When you grow up where there are very few Asians in the mainly white suburbs you try to run away from what singles you out, especially when you're singled out in a really negative and hurtful way.
Jagdeesh: Any hint about what that next book will be?
Kerri: It's going to be about two sisters who are separated at birth. One has been raised in Canada, in Toronto, and one has been raised in Japan. On their thirtieth birthday the Canadian woman discovers the existence of the other sister. The Canadian sister learns that her sister in Japan is very troubled and suicidal so she goes to Japan to try to help her.

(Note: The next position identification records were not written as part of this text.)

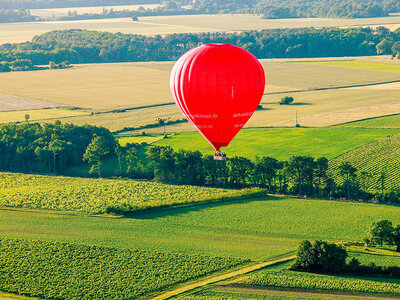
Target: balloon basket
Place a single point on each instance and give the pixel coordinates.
(219, 155)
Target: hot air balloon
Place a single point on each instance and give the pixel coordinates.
(217, 87)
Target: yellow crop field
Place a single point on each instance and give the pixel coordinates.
(38, 114)
(14, 32)
(320, 99)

Jagdeesh: The character in your next novel is going back to a distant homeland in the same way as you now seem to be. That's a journey not many writers have made. What do your pioneering senses tell you of this passage?
Kerri: I've spent some time in Seattle, L.A. and San Francisco and I'm so amazed by the links to Asia, and the way that contemporary Hong Kong pop culture has been taken up by third generation Asian-Americans. Those boundaries are all broken down because there's been this whole global access. For the first time, I have movie idols who are Hong Kong or Japanese film stars... and that's neat. Going to Japan, I had this amazing experience of being around this homogeneous Japanese culture, propriety, and milieu. I really do think there's this decline in white icon worship. In Japan, there's still Brad Pitt and Jodie Foster... but really there's more and more mainly Japanese images. So there's empowerment around sexuality. Seeing people in that empowered context - that was really exciting.
Jagdeesh: The process of writing - this journey - has brought Kerri Sakamoto to the Georgia Court in Vancouver this morning. From here where does Kerri Sakamoto go?
Kerri: I'm going back to Japan. I've applied for some grants to stay there for a while. It's fascinating - Tokyo is really an incredible place. People who live there say it's a sci-fi city. The things you see there are really beyond Blade Runner. So that's where I'm headed.